I have five general optimization strategy questions...
I have a case where I need to search across multiple fields (about 16 to 32). The fields look as follows:
- Numeric arrays. All corresponding search terms must match. Should I store values as keywords or integers?
- Numeric ranges with preceding attribute IDs. Here, it makes sense to me to make the field name the attribute ID, e.g. "a1:100" where a1 = attribute #1. Corresponding search values must overlap. Is this the best way to do this (i.e. the attribute-value-range setup)?
- Text... nothing special here.
My fourth question is: I could produce a hash of the attribute IDs and store the hash. This would give an extremely high probability that a document with a matching attribute hash contains all the required attributes, leaving this assertion and the values to be verified.

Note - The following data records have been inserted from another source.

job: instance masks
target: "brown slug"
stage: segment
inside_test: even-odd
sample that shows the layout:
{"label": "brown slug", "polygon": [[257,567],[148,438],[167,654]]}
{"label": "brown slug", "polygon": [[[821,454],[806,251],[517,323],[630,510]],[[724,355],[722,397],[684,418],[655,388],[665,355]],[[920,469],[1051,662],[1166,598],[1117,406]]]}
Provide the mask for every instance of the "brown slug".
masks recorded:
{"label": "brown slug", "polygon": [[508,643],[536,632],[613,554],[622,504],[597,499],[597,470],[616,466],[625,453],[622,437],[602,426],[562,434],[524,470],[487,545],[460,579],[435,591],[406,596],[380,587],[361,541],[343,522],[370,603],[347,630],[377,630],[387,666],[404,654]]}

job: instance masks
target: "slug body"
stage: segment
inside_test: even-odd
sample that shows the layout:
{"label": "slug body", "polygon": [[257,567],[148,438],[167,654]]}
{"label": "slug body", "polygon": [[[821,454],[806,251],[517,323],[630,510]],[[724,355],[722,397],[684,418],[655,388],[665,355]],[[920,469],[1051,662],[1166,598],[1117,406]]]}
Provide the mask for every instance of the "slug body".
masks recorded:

The hash would obviously have excellent cardinality. My question: will this help ES to more rapidly locate matching documents? In other words, are fields with rare values helpful in queries where other field values may be very common?
Remember, in point 2 I'm using the attribute ID as a field name, so the hash might not help. I'd still like to know if value rarity is useful.
Finally, several of the fields will have identical values across potentially millions of documents. Is it better to store these common fields in a separate index and do a manual "join", ie., lookup the "parent" ID where the common fields match and use this ID in the "child"?